Trato de gritar: «Adiós, España», pero la voz se me trunca, las cuerdas vocales me fallan y el lagrimeo se desliza descaradamente por mis mejillas.

Adiós, España; adiós, juventud desgranada en tu tierra; adiós, garantías malogradas en falsas promesas de felicidad, pero también en muchos sueños realizados, en proyectos constructivos cumplidos y sobre todo en el amor precintado que yo he experimentado por ti, jamás desprecintado por tus devaneos políticos.

Aturdida, avanzo por el pasillo del avión y me instalo en la butaca. Mis compañeros de viaje me preguntan cosas que de puro emocionada no entiendo, me animan, me dicen que a lo mejor los matices actuales pueden cambiar. Pero algo muy sensato me confirma que España sólo podrá ser para mí un gran recuerdo sin futuro, un clamor lejano y una especie de enfermedad incurable.

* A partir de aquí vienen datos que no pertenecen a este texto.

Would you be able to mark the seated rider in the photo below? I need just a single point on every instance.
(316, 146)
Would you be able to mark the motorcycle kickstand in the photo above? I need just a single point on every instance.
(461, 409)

Tan incurable como la enfermedad que constantemente apuntó sus armas contra la sangre de mis dos hijos Alfonso y Gonzalo.

Me estoy viendo ahora embarcando aquel otoño maldito en el Queen Mary rumbo a Nueva York. Alfonso se hallaba en un hospital de aquella ciudad porque precisaba una transfusión de sangre.

Me quedé con él una temporada. La guerra de España hacía escasamente tres meses que había empezado y yo acababa de despedirme de los Lécera en la estación de Lyon, en París, porque se dirigían a Biarritz para cruzar la frontera española.

Estar al lado de mi hijo en aquellas circunstancias fue para mí una especie de terapia. Si él me necesitaba, yo en aquellos momentos lo necesitaba a él.